5. Install the stones, flat, over the excavated shallow trenches. It is better if you hire young, strong people to do this rather than hurting your own back, hands and arms. These stones can be extremely heavy and if you drop one or shift one, it would be easy to smash body parts. Pay someone else to save yourself the pain and sweat. Install the stones as close together and as close to the pavement as possible. The stone installers may need to use a sledgehammer to “trim” the stones to be more flat to each other. Make sure that whomever is doing this and anyone around them is wearing eye protection from flying stone chips, which could blind someone. Install the stones to yield about an 18″ wide strip of rock “trim” along the edge of the pavement. Provide leveling rocks to make the stones lay flat, as required.

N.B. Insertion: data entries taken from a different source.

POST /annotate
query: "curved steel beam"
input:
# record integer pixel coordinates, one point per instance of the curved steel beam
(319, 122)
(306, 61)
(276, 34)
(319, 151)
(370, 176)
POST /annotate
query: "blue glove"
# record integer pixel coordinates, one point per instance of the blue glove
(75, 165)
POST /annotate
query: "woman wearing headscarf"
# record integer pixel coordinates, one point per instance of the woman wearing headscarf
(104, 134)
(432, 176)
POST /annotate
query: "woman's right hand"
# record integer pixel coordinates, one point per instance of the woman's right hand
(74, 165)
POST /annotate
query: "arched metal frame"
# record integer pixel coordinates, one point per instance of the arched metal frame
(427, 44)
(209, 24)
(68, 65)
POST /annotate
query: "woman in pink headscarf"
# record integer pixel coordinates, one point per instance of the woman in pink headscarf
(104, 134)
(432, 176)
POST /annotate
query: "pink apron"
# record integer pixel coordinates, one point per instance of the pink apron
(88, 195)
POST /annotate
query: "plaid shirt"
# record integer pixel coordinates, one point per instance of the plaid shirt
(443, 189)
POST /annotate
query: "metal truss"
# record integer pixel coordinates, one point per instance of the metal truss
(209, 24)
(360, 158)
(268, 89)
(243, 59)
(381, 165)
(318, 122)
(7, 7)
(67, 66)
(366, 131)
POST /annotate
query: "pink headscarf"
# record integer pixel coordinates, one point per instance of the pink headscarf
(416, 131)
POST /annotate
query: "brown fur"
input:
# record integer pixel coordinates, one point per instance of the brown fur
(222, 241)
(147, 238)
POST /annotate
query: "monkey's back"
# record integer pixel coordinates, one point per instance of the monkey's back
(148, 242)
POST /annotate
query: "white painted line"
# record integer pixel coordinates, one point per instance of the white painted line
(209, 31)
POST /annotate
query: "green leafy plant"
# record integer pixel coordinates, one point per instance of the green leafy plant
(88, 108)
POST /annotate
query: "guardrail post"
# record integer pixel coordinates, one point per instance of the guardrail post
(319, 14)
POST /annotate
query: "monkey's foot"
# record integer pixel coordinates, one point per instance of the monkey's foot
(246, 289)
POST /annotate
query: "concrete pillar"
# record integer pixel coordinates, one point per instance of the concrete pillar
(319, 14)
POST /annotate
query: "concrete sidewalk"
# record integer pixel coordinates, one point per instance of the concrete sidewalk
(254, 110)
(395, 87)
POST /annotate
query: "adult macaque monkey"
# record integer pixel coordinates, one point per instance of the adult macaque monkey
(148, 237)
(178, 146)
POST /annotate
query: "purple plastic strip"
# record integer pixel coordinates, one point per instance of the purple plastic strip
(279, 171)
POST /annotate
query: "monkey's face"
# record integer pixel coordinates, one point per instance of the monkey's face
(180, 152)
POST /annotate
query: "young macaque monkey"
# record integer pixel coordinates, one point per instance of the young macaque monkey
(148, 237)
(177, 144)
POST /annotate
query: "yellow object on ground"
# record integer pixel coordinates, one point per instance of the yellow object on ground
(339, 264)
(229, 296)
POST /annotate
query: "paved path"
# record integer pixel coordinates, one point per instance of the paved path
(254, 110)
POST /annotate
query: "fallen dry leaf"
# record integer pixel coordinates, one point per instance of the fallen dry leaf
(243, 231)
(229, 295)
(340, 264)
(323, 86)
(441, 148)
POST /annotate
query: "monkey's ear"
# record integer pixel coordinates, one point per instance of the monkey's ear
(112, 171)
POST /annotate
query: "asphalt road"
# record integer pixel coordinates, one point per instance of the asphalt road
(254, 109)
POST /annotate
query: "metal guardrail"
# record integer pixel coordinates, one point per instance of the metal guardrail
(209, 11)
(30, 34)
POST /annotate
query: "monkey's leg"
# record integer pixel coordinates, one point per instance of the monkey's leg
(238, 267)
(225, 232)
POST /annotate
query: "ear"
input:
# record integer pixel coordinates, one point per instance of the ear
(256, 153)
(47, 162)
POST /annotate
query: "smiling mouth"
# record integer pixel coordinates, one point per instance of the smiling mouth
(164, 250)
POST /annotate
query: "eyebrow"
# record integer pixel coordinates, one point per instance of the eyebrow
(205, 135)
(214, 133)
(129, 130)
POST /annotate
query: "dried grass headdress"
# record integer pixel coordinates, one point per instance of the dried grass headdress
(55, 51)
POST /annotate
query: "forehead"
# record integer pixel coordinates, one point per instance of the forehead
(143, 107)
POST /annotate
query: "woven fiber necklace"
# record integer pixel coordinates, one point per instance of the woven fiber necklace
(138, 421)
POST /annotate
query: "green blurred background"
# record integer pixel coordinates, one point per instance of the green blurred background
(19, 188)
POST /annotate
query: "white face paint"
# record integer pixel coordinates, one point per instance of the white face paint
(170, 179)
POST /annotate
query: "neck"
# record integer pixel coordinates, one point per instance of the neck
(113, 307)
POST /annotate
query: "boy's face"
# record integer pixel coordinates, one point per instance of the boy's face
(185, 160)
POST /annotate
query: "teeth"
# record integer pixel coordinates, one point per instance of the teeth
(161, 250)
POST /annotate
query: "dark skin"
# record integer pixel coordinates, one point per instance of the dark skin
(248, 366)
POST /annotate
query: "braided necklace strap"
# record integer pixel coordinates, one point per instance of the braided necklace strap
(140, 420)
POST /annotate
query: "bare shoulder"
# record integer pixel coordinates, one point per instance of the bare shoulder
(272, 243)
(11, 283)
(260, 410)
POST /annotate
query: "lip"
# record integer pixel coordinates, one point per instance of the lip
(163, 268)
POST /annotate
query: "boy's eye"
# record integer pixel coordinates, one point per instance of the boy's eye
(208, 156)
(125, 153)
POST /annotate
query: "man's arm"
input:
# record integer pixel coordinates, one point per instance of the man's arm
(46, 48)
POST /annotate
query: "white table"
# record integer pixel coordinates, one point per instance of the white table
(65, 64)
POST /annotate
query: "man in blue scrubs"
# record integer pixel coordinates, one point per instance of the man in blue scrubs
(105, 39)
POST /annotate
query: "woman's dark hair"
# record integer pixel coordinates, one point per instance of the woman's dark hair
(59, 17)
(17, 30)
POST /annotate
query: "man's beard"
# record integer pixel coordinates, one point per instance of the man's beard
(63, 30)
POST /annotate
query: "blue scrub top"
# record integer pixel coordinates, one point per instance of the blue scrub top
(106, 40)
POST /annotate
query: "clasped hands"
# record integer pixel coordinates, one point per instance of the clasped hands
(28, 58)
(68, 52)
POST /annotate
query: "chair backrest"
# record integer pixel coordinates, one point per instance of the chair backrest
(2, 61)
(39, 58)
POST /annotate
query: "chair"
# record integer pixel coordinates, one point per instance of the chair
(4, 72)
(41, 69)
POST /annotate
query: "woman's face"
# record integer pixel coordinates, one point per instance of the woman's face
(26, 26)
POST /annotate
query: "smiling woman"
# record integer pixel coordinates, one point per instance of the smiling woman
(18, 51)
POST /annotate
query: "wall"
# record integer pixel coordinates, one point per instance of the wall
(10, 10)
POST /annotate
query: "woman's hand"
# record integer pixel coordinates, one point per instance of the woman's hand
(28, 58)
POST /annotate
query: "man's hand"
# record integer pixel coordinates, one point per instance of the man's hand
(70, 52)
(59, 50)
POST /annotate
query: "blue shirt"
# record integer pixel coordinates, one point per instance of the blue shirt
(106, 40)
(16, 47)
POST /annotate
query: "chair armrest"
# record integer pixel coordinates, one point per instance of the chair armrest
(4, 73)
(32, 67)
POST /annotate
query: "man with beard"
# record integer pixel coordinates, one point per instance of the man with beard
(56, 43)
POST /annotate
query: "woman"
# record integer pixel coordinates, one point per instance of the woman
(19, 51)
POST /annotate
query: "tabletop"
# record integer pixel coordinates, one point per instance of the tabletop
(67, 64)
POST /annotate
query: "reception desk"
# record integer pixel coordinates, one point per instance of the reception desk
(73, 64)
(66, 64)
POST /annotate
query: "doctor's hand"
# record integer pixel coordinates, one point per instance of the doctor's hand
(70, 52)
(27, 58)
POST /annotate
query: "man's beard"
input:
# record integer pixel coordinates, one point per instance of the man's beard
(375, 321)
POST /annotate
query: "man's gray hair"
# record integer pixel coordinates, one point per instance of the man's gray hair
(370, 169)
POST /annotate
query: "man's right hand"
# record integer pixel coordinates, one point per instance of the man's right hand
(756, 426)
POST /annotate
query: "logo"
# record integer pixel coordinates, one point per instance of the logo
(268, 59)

6. If you have any areas where you want or need some boulder landscaping walls, perhaps to hold in some soil around a rise in the earth as a planter, carefully rack back each course of rock into the soil. Use the filter fabric/shade cloth behind it to keep dirt from washing through the rocks. If you intend to do much of this (more than a couple of feet), then you should engage a licensed professional structural engineer to design a boulder retaining wall, as this becomes a more significant issue regarding overturning and drainage and should also then have a foundation. Each course of stone should have the rocks from the next course approximately halfway over the joints below to hold together better and look like legitimate stone masonry.
7. Install some smaller gravel like limestone, granite or marble or whatever size appeals to you. You may wish to use pebbles of a shade close to the rock, or you may prefer a contrast. In the example used here, many of the large boulders/flagstones are Tennessee sandstone (which often exhibit a beige coloration), with granite gravel, which are more dark grey with white streaks and are much smaller. The idea is for the gravel to fill the space between the flagstones and the pavement, so that dirt, debris and weeds can’t fill that, and to look more finished.
8. Using a garden hose with a sprayer nozzle, clean the pavement of the dirt and marks (there will be many) and also carefully water in the gravel joints, consolidating the gravel and cleaning the flagstones. You may need to do this a couple of times before things look clean and finished to your satisfaction.